Arizona elegans, Photo: United States Geological Survey
Arizona elegans Kennicott, 1859
* Arizona elegans Kennicott, 1859: 18
* Kennicott, 1859. In Baird, U.S: Mexican Bound. Surv. 2, Rept., Pt. 2, p. 14, 16,18, pl.13.
Arizona elegans is a medium-sized colubrid snake commonly referred to as the glossy snake. The genus Arizona has only one officially recognized species, A. elegans, with several subspecies. Some have recommended that A. elegans occidentalis be granted full species status.
Subspecies of Arizona elegans include:
* Arizona elegans arenicola - Texas glossy snake Dixon, 1960
The glossy snake and its many subspecies are all similar in appearance to gopher snakes. However, they are smaller than gopher snakes, with narrow, pointed heads, and a variety of skin patterns and colors.
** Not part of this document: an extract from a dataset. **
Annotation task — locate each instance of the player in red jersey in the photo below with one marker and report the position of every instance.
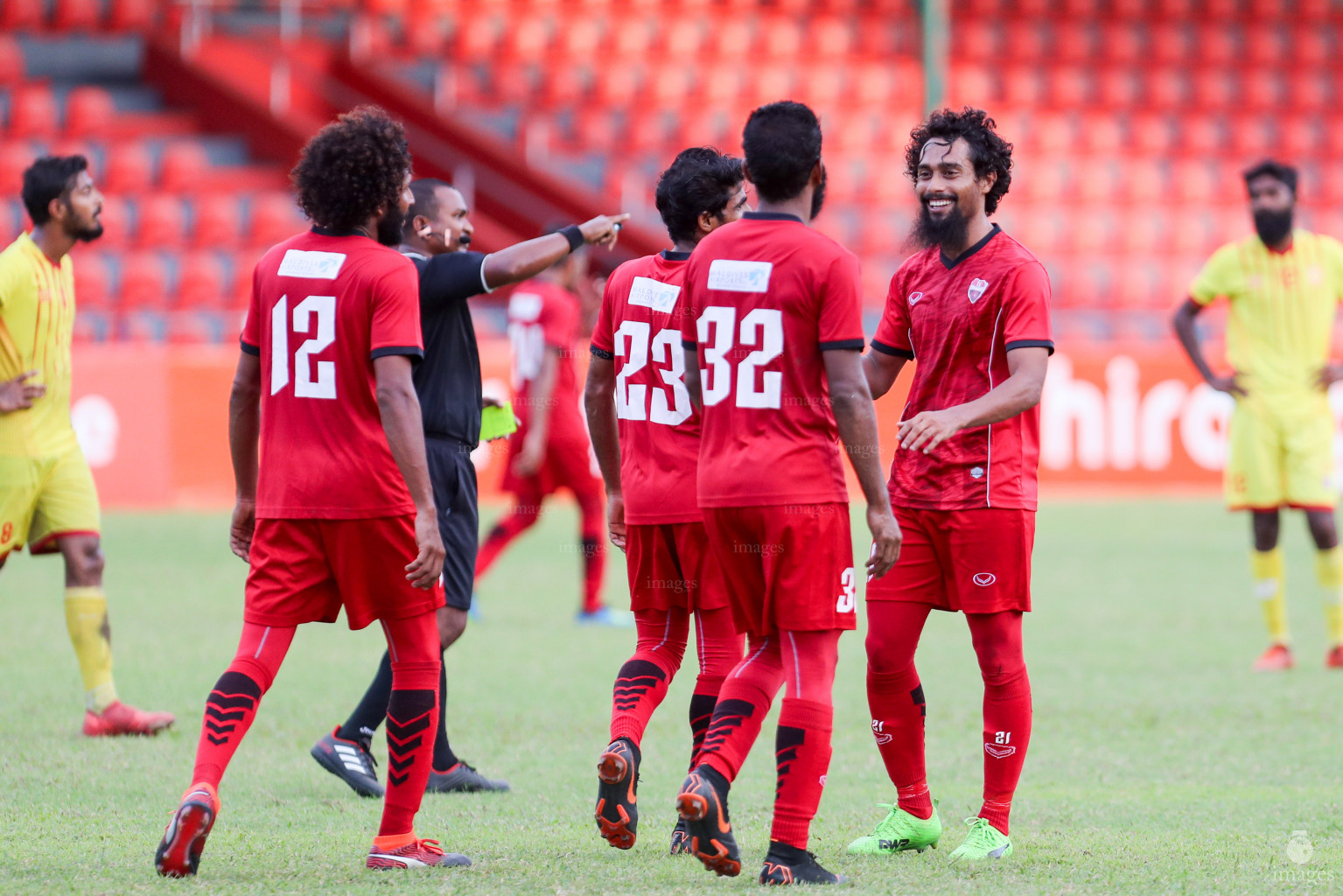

They are nonvenomous, nocturnal predators of small mammals and lizards. Most subspecies are ca. 75-130 cm (ca. 30-50 inches) in length and are shades of tan, brown, and gray with spotted patterns on their smooth, glossy skin and a white or cream-colored unmarked ventral surface. Coloration often varies in relation to the color of the soil in a snake's native habitat.
Habitat is normally semi-arid grasslands of the southwestern United States, from California in the west to Kansas in the east and as far south as Texas, and northern Mexico.
Glossy snakes are oviparous. They breed in the late spring and early summer and young hatch out in the early fall. Clutches average from 10 to 20 young that are approximately 25 cm long.